In January, the European Commission provided its preliminary view that Microsoft’s ‘bundling’ of Internet Explorer in Windows violated European competition law.
Microsoft will make Windows 7 available in Europe at the same time as it launches elsewhere but in to a statement on Microsoft’s blog the company says: ‘We also must comply with European competition law as we launch the product. Given the pending legal proceeding, we’ve decided that instead of including Internet Explorer in Windows 7 in Europe, we will offer it separately and on an easy-to-install basis to both computer manufacturers and users.’
The statement continues: ‘Computer manufacturers and users will be free to install Internet Explorer on Windows 7, or not, as they prefer. Of course, they will also be free, as they are today, to install other Web browsers.’
Windows 7 Home Premium E version
Windows 7 will be offered in Europe in the same versions as will be available stateside but with an ‘E’ at the end of the project name (for instance, Windows 7 Home Premium E).

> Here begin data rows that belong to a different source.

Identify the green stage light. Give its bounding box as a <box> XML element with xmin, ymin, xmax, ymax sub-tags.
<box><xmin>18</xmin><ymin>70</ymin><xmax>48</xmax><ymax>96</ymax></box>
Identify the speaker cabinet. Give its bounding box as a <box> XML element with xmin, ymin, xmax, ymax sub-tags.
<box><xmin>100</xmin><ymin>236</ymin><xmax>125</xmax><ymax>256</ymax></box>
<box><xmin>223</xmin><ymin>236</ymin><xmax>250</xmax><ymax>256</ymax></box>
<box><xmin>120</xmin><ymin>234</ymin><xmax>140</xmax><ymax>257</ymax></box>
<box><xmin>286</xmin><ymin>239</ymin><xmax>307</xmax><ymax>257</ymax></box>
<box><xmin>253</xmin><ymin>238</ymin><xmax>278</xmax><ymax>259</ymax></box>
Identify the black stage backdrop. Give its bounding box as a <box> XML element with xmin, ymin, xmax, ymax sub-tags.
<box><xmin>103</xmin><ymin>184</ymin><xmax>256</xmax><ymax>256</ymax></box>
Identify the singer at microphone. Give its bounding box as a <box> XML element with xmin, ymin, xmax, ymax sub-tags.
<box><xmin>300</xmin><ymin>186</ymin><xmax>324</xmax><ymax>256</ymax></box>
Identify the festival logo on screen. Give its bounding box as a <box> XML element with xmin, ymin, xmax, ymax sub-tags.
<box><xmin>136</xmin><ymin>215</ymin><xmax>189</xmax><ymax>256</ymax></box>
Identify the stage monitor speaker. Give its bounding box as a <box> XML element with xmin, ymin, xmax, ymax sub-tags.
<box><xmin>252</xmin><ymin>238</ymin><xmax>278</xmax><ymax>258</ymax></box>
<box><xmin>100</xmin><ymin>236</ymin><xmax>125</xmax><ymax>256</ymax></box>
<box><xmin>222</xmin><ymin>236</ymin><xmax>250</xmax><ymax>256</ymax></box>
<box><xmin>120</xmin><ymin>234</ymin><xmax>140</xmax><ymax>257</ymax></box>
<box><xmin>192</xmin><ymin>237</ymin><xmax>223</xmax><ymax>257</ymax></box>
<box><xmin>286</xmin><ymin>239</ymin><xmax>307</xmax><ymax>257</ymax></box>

However, Microsoft says that this solution doesn’t preclude alternative solutions to the European Commission’s competition concerns, writing on its blog that other alternatives have been raised in the Commission proceedings, including possible inclusion in Windows 7 of alternative browsers or a ‘ballot screen’ that would prompt users to choose from a specific set of Web browsers. Important details of these approaches would need to be worked out in coordination with the Commission.
Responding to Microsoft’s announcement the European Commission said: ‘The European Commission notes with interest Microsoft’s announcement of its plans for Windows 7. The Commission will shortly decide in the pending browser tying antitrust case whether or not Microsoft’s conduct from 1996 to date has been abusive and, if so, what remedy would be necessary to create genuine consumer choice and address the anticompetitive effects of Microsoft’s long-standing conduct.’
Meanwhile, consumers don’t seem to see the inclusion of the IE with the operating system as a barrier to downloading rival browsers. In a press release, Apple claims that 11 million copies of Safari 4 have been downloaded in the first three days of its release, including more than six million downloads of Safari for Windows.